On the side of revenues, President Obama was correct in refusing to take any options off of the commission’s table. No one likes raising revenue, and understandably so. But if you’re going to buy, you need to pay. … If need be, I am hopeful that both parties will agree to look at revenues as part of the solution—not as a gateway to higher spending, but as part of a compromise that cuts spending and balances the budget.

I don’t agree with everything Leader Hoyer has to say in his speech (e.g., I am much more concerned about the budget impacts of the pending health bills, and I view the recent PAYGO bill less favorably because of its many exceptions). But I appreciate how seriously he takes these issues.

P.S. Bruce Bartlett also recommends the speech.

2 thoughts on “Budget Thoughts from Steny Hoyer”

  1. I’ve long said that I wish Hoyer were Speaker instead of that PartisanBot Pelosi (not that her counterparts on the right — Boehner and McCaonnell — are any better). Does Pelosi ever say anything that isn’t a vacuous partisan talking point?
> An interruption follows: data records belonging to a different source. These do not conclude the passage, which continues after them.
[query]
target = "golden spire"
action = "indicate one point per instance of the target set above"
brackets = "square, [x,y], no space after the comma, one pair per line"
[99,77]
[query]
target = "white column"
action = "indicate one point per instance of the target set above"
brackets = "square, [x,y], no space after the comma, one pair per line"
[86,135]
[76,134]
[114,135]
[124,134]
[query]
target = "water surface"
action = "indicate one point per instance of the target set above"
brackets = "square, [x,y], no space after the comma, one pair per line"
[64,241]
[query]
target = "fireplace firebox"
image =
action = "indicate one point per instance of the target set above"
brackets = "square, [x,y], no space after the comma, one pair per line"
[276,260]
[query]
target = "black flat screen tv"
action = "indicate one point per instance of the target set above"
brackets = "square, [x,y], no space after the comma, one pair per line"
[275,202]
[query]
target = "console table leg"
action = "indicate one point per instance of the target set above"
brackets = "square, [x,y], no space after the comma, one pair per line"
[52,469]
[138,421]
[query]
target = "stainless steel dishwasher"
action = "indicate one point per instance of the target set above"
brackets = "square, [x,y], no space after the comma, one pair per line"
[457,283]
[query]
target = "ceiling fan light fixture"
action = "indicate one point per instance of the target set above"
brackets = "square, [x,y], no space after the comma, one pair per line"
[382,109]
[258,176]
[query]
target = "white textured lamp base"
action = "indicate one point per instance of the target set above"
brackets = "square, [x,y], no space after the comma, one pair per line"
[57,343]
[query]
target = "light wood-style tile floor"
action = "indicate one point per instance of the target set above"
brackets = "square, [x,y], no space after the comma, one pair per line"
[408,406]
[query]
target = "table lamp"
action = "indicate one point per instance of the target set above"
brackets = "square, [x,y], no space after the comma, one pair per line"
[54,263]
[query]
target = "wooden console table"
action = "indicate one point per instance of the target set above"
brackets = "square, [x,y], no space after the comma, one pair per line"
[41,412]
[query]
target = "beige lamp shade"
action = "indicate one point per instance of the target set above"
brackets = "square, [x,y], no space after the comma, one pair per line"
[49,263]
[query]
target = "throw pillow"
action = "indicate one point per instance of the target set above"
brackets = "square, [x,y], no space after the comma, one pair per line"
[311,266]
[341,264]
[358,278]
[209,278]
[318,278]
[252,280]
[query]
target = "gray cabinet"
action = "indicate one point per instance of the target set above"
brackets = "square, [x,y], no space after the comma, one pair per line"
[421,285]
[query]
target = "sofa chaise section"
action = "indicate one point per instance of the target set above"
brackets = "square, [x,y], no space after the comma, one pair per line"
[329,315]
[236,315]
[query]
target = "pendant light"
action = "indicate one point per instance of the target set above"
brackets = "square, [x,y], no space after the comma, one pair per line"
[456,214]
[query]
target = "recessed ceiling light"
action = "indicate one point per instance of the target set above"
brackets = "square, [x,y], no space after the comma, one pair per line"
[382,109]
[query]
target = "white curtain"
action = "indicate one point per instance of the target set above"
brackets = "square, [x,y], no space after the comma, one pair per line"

    Hoyer seems like a more serious man than most on the issue of the long-term fiscal imbalance. I hope it’s not just posturing, and I hope he can bring folks on his “side” along and encourage the same from the other side. Redistricting reform for Congressional districts would help (using commissions to avoid the worst gerrymandering and in turn radicalization of the seat in the House).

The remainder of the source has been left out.